Marcher, marcher, combien est belle,
À la nuit, la poudre d’or sous nos yeux.
Marcher, marcher, chanter le pas et la ferveur
À la lumière des dernières lampes
Inclinées dans le soir de vieux jardins
Où des corps se reposent
Rompus par la fatigue et les travaux de fièvre.

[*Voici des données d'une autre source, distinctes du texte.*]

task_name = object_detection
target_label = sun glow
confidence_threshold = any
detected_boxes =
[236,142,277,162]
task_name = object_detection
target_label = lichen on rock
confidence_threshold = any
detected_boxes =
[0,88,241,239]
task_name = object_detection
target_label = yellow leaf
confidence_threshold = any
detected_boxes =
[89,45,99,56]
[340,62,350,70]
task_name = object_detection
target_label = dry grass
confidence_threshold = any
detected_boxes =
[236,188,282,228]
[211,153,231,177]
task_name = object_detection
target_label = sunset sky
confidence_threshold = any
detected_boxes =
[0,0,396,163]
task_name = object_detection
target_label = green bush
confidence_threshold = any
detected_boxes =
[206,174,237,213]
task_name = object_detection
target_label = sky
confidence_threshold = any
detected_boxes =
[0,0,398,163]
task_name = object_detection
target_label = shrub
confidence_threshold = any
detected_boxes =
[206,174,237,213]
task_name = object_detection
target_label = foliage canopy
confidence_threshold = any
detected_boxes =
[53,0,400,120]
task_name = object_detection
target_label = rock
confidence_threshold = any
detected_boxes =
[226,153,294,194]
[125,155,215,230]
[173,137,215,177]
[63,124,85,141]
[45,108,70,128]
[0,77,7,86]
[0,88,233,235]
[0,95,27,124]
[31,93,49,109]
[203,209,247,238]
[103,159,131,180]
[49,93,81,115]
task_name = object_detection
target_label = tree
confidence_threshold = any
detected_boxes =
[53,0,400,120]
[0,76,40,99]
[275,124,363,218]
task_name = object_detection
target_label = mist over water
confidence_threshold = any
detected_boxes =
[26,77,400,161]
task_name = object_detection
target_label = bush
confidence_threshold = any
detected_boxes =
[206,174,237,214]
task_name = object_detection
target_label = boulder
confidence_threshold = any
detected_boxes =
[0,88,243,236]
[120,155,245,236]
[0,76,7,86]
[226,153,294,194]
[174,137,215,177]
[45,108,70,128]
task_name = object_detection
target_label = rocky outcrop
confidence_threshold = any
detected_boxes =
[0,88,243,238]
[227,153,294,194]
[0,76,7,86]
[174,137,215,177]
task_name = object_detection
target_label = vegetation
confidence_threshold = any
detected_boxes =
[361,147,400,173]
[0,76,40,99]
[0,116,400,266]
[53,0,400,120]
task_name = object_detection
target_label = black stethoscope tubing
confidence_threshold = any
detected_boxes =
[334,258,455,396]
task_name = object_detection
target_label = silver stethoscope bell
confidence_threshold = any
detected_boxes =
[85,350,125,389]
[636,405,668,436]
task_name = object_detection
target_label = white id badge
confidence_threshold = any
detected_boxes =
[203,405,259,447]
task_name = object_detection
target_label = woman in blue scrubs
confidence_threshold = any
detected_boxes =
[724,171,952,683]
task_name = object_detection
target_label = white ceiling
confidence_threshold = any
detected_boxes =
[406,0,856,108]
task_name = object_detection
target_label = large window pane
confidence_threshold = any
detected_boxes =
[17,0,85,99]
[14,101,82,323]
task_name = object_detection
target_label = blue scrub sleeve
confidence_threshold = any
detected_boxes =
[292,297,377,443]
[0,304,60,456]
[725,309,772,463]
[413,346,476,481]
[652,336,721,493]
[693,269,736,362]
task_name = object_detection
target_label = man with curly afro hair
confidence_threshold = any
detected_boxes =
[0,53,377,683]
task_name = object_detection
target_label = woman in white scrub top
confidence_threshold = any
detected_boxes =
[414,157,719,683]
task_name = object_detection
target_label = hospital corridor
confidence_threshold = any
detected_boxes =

On les voit à peine, immobiles
Sous les feuillages noirs
Où dansent les insectes.
Ils parlent à voix basse,
Se racontant bien sûr des histoires éternelles
Que nous ne comprenons pas.
Sont-ils déjà de l’autre côté des choses,
Couchés dans les jardins ombreux,
Entre les hautes herbes que fraîchit la rosée ?
Le vent passe sous leurs paupières closes.
L’effroi cogne à peine sous leurs tempes.
Pour seule gloire leur échoit la durée,
L’amour d’un visage,
Et ce pauvre regard que je porte sur eux
En passant dans cette rue que j’emporte au loin.
Dans une pièce qui n’est pas la mienne,
Je lis le livre clair d’un poète
Tandis qu’une lumière diffuse
Peint doucement les pages.
Quelques voix d’enfants me parviennent,
Roulant dans l’ombre de mon dos
Avant de s’évanouir dans le lointain
Où elles disparaissent à petits pas.
Je regarde les pages mais ne vois plus
Qu’une nuit infinie de traits blancs.
Mon esprit volette d’un signe à l’autre,
Puis s’évanouit à son tour dans l’air
Comme les vagues de voix blanches.
Le bruit d’une sirène casse le silence revenu.
Je retrouve mon esprit en miettes entre mes doigts.
Par la pensée, je touche le livre du crépuscule.
Joël Vernet, « À demeurer ainsi au bord d’un soir » in Œuvres poétiques, Tome I, Voir est vivre, Poèmes et petites proses (1985-2021),
En couverture Jean-Gilles Badaire, Loire, Avril 2022, La Rumeur Libre Éditions, 2023, pp.56,57.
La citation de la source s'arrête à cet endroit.